ながおかドキドキ通信


   小説「光る砂漠」夭折の詩人矢澤宰の生涯ー2

  卒業式 
 1958年(昭33)。矢澤宰は13歳。7歳の時に腎臓結核を発症。5年生の時、64日間を病気のため欠席したので6年生に進級できず1年遅れで見附市立上北谷小学校の6年生となっていた。きょうはその上北谷小の卒業式。校長が卒業生1人づつに卒業証書を手渡している。約1時間の式も最後の場面。宰は卒業生を代表して答辞を読み上げる役になっていた。
 式の司会進行役を務める先生が「それでは卒業生を代表して答辞を読んでもらいます。卒業生代表、矢澤宰君」とコールする。

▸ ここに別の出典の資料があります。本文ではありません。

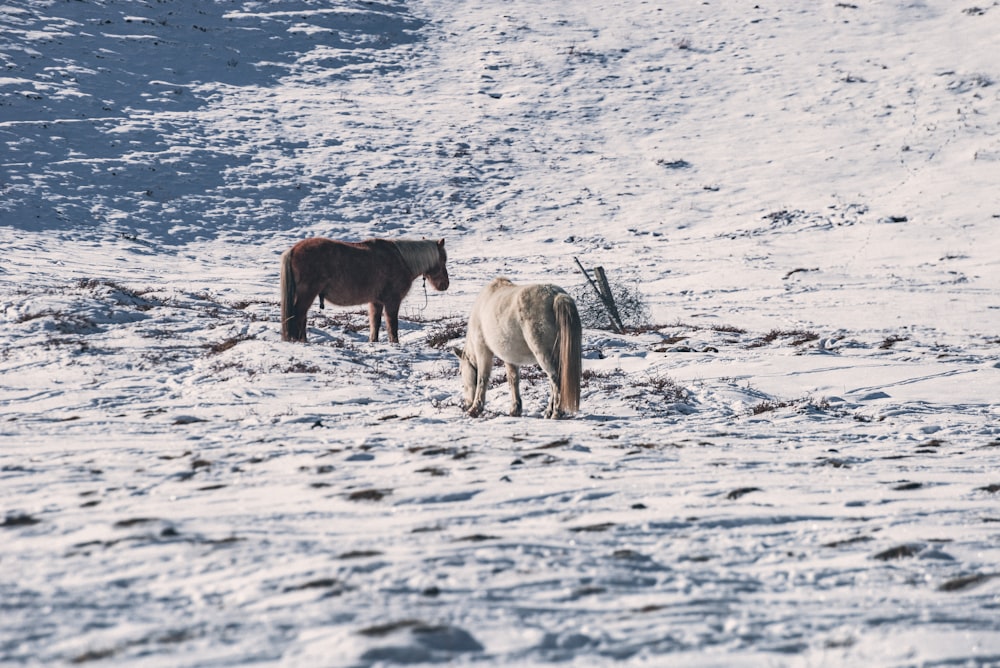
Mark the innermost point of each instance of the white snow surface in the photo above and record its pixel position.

 3月だというのにさっきからなぜか汗がにじみ出て全身にダルさを感じていた。それでも名誉ある答辞を読み上げる役を務めなければならない宰は必死の形相でステージに上がり答辞を読み上げる。顔面は蒼白となりながらもなんとか最後まで答辞を読み上げた宰だった。
 ステージからの階段を下りている瞬間、バタンと床に倒れこんだ。会場はどよめき司会進行役の先生が慌てて宰を抱きかかえてとりあえず席に座らせた。